[First of all, please take a look at the Databases page, which I will be updating as I find more data and tools for data analysis.]

One of the issues that I commonly face while teaching introduction to sociology is that I have to battle the fact that undergraduate students know very little about public policy in general and how powerful it can be to generate powerful outcomes for large numbers in affected populations, sometimes for better, and sometimes for worse.

Yesterday, the Guardian got a good series of maps on this (based on the Global Maps published by Children’s Chances, out of the World Policy Center).

Let’s get started:

Mapping children's chances - Paid Leave

First note the overall North / South divide. But also note that the red countries are not the poorest ones. Some poorer countries offer greater benefits than the US. But that is for mothers, what about fathers?

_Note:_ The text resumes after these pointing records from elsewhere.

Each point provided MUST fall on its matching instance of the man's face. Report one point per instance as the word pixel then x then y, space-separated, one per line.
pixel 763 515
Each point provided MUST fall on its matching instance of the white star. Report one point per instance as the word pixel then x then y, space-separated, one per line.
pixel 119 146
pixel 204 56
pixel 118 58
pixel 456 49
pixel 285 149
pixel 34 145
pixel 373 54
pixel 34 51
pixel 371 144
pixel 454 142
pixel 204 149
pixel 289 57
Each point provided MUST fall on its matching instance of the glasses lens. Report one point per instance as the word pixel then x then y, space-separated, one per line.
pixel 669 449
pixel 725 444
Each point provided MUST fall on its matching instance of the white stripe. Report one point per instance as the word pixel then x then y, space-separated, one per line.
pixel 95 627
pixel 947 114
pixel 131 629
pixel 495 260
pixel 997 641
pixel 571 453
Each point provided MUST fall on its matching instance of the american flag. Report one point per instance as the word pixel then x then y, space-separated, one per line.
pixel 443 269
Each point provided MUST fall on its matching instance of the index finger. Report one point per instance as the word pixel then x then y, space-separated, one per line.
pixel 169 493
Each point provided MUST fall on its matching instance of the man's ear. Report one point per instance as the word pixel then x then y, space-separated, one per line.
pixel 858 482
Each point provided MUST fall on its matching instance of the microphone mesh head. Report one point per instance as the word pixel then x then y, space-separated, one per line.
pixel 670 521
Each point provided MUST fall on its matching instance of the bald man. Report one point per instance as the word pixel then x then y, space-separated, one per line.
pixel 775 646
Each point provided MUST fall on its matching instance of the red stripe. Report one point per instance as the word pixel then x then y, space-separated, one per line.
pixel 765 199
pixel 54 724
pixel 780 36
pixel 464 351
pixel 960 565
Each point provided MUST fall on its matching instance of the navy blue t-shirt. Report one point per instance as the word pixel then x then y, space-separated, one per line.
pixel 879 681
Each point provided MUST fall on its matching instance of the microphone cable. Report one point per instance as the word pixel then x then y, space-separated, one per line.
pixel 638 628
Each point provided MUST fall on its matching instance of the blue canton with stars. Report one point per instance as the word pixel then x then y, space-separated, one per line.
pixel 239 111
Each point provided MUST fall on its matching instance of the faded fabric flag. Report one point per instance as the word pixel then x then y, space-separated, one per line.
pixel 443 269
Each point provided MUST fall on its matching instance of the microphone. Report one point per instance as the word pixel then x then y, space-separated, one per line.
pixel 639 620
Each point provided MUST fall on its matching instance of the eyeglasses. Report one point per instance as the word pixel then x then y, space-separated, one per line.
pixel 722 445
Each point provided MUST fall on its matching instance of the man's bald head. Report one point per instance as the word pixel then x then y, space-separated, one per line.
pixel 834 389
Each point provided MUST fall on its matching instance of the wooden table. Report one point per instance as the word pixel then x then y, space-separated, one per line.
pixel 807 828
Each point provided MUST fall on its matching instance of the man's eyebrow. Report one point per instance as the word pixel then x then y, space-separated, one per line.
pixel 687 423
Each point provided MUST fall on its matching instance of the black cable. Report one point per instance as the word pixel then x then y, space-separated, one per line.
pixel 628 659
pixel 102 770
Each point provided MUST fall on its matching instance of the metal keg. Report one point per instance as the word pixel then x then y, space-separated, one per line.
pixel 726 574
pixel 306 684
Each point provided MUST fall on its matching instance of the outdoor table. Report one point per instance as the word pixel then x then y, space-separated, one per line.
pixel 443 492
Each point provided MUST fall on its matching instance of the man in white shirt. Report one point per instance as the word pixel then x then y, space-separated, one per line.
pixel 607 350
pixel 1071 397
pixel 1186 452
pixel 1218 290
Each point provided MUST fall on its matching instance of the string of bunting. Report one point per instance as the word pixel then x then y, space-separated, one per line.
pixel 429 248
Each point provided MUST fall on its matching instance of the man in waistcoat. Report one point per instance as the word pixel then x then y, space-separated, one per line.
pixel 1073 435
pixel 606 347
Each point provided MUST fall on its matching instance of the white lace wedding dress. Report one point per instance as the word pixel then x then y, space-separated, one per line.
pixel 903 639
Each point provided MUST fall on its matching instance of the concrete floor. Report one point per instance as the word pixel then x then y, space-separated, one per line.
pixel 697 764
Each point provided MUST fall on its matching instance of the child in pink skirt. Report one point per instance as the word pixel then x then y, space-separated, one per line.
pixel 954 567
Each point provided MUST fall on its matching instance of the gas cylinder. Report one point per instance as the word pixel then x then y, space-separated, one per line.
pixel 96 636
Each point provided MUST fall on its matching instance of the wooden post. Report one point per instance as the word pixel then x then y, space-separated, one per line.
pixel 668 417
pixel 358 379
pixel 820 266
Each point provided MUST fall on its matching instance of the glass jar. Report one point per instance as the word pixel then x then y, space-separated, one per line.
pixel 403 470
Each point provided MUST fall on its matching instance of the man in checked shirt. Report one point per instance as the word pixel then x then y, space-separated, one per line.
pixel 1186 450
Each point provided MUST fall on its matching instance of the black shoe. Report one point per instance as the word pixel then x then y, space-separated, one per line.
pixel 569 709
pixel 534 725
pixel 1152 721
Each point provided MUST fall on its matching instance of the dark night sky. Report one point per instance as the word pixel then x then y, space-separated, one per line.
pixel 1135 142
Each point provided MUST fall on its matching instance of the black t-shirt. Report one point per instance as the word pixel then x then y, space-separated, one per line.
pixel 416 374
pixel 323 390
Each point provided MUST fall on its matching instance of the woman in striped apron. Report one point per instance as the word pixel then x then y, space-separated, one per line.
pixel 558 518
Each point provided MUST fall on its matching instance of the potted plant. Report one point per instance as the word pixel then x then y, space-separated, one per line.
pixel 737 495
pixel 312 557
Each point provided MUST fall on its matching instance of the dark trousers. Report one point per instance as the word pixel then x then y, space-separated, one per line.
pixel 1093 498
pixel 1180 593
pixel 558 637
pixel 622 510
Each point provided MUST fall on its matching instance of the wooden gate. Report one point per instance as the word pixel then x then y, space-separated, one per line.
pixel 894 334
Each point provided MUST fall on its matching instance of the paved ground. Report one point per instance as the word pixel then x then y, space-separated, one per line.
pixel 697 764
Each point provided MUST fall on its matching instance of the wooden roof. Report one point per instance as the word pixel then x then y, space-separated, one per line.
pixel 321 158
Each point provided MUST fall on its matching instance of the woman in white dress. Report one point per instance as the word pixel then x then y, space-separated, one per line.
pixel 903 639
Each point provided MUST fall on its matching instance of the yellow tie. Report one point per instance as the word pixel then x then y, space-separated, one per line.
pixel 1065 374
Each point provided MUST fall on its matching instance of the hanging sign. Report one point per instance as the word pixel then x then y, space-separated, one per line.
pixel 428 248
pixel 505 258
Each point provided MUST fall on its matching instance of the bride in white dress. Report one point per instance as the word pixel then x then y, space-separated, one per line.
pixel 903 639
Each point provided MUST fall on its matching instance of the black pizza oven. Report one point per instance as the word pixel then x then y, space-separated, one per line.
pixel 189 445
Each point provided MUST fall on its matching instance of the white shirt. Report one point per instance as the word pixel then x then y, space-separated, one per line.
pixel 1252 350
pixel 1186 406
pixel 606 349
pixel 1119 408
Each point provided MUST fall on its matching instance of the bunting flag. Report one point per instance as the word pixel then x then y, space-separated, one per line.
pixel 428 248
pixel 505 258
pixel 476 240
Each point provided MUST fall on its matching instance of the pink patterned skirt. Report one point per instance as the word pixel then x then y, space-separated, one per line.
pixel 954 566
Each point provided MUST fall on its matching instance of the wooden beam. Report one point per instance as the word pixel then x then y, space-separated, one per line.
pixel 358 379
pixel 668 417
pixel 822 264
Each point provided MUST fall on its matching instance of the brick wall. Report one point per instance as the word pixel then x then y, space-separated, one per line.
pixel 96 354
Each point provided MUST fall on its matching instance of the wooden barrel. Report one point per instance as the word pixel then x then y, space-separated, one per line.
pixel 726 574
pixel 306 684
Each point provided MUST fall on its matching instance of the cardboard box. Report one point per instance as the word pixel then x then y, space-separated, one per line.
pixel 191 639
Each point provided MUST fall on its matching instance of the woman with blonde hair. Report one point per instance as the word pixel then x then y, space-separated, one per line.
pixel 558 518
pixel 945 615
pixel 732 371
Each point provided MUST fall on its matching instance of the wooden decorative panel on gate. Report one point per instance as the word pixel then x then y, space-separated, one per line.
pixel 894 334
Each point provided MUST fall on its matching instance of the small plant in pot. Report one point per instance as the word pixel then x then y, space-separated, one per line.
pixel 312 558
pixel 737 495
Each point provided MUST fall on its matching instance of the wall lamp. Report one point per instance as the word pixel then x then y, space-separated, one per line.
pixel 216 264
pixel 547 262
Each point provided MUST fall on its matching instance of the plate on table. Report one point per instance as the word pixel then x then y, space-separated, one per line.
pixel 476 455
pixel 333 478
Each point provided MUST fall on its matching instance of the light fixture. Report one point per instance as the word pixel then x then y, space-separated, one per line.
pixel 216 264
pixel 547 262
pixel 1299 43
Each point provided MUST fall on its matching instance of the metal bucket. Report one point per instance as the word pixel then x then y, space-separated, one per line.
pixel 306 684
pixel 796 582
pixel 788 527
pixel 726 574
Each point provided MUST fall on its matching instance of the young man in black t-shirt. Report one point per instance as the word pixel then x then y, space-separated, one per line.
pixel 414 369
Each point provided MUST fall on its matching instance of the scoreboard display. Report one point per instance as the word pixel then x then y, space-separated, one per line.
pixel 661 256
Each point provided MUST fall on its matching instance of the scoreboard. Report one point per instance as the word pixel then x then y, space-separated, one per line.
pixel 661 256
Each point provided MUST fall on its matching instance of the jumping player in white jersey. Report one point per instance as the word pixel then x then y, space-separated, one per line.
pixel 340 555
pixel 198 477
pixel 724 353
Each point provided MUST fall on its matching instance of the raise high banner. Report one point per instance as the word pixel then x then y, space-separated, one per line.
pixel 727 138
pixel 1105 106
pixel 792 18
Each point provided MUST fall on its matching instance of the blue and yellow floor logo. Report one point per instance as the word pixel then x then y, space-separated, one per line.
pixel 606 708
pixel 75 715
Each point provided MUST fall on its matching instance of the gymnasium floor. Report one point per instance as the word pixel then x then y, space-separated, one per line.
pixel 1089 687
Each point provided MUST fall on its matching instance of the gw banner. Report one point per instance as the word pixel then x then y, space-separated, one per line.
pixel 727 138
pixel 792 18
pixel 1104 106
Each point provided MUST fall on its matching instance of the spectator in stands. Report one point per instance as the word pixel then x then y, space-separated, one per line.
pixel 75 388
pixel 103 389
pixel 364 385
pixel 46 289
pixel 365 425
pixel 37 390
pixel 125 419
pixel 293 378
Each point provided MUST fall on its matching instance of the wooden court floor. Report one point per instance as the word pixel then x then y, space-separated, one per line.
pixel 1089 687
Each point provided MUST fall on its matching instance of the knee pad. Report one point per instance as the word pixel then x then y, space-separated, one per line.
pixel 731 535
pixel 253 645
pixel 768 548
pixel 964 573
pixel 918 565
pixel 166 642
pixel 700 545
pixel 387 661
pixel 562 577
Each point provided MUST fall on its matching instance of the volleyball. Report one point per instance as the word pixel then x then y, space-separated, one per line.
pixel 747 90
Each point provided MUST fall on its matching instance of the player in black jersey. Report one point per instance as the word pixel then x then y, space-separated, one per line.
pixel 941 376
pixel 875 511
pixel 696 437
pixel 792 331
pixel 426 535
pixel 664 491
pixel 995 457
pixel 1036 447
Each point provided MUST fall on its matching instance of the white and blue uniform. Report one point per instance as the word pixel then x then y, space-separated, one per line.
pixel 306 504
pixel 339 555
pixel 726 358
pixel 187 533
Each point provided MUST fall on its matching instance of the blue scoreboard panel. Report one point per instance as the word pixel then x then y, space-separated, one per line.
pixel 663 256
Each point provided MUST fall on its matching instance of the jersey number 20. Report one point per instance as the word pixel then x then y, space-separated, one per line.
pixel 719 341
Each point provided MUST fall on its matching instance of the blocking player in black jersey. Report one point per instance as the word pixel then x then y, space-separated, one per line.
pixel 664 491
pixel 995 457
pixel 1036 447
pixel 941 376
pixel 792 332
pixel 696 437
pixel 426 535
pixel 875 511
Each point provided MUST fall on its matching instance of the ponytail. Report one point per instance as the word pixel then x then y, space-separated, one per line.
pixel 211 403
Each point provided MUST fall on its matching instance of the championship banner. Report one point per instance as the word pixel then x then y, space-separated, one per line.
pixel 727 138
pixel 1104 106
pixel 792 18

Mapping children's chances - Paid Leave 2

Now, what could explain the discrepancies? This might be a good opportunity to discuss gender roles and how they are enforced / supported / challenged through public policy. One can see right away that there is much more red on this map, that is, far fewer countries offer paternal leaves. However, there is a bit of overlap: blue areas in the first map match blue areas in the second one.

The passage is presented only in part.